I want the rest of my life to be worshipping the very two hearts I once planned to blight and then destroy, and I want it enough right now that I almost consider turning back, calling Jago to pick me up.

This was always going to be a dead end, even before I found out that Regina Springer was literally dead.

But I am my mother’s child, my grandad’s grandson, and the same part of me that refused to give up during one of our long outdoor games of hide-and-seek, even after the rain started or the dark came, can’t actually fathom dropping the stolen flowers and going home.

If it’s a dead end, I’m going to see its tomb with my own eyes.

I get to the rectory door and knock twice.

The same creep of decay that hung over the auto shop is present here too: dry weeds feathering around a statue of the Virgin Mary, crumbling mortar between the bricks, a dead tree limb on the roof.

But I do see curtains hung neatly inside and, through the curtains, a wedge of tidy kitchen.

And at one point, the flowerpot by the door must have held flowers.

Two sisters living alone, pulled under by the slow tide of cancer and age.

No one comes to the door. I knock again and watch the windows for movement, for shifts in light or reflection, and see nothing. I glance around to make sure only the trees and tombstones can bear witness and then check under the flowerpot for a key. There isn’t one.

I don’t have anything to pick a lock with—at least, nothing I’m willing to use—and breaking an old woman’s window really is in bad taste, even if I want to rifle through her dead sister’s things.

I’m about to walk around to check on a potential back door when I notice the path of worn grass leading from the rectory to the church itself, to a narrow door set into the back of the stone nave. It’s cracked, just slightly.

I keep the flowers in my hand as I stride through the graveyard to the door, planning on keeping my story simple enough to elaborate on if needed but specific enough that I can prompt Regina’s sister for some clues about why Regina might have been receiving money from a cardinal.

I push the door open—it’s shockingly heavy—and step into a cavernous space of dark stone and stained glass.

The windows are intact in their pointed arches, and the heavy wooden pews remain, but the altar is gone and the air is damp and lonely.

There is half-collapsed scaffolding in one corner, a pile of abandoned organ pipes in front of the dais, and amidst the rafters, I am almost certain I see an altocumulus of leathery shadows—bats.

The massive hammer beams supporting the roof are carved into the shape of angels.

They stare down with sightless eyes, their mouths rounded as if in song.

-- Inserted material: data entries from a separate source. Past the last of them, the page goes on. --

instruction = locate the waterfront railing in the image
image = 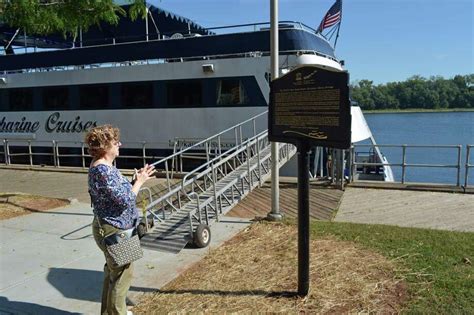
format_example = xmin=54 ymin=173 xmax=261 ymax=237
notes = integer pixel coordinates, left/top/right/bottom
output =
xmin=350 ymin=144 xmax=473 ymax=187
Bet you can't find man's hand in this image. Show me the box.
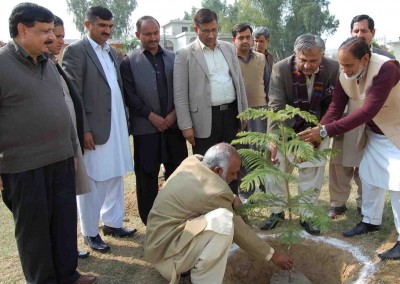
[165,110,176,128]
[271,251,294,270]
[232,194,243,211]
[240,119,249,131]
[269,144,279,164]
[297,126,321,143]
[83,132,96,150]
[182,127,195,146]
[149,112,168,132]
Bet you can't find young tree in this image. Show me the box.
[66,0,137,39]
[232,105,336,247]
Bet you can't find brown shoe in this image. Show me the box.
[74,275,98,284]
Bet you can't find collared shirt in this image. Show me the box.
[87,36,119,83]
[13,40,48,75]
[305,72,319,101]
[143,46,168,117]
[197,38,236,106]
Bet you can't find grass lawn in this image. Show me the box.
[0,163,400,284]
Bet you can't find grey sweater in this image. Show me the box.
[0,42,78,173]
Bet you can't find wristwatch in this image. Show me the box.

I see her immediately, a silver-haired woman perhaps in her late sixties, sitting in the second pew and smoking a cigarette.

She’s wearing an old leather coat and boots that show their age, and the cold has daubed her pale cheeks with red.

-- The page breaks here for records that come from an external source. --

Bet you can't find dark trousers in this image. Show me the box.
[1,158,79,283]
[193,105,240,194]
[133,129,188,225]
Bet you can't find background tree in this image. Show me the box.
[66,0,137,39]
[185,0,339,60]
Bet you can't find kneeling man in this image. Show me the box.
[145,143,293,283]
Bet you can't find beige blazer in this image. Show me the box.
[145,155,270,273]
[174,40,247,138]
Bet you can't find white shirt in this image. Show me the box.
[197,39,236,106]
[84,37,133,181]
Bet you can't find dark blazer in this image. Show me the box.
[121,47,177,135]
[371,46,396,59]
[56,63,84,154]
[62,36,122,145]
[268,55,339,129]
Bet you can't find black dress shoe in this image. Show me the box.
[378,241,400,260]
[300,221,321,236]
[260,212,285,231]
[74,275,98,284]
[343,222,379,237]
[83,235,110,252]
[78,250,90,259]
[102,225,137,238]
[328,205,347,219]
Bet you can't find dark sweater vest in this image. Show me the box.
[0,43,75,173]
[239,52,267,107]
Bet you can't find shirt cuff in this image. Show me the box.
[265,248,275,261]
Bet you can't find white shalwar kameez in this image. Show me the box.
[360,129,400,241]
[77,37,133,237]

She glances over at me with flat gray eyes, the wrinkles on her lips deepening as she brings her cigarette to her lips.

It’s a strange fact of being what we are that we killers can recognize each other in the wild. I have never met or seen this woman before in my life, but I know we are the same. It’s something in her eyes maybe—or maybe it’s what isn’t there. Kindness or humanity or remorse.

She blows out a wreath of smoke as I walk up to her pew and sit down. She ashes her cigarette onto the floor with an impatient tap and says, “Look me in the eye when you do it. That’s all I ask.”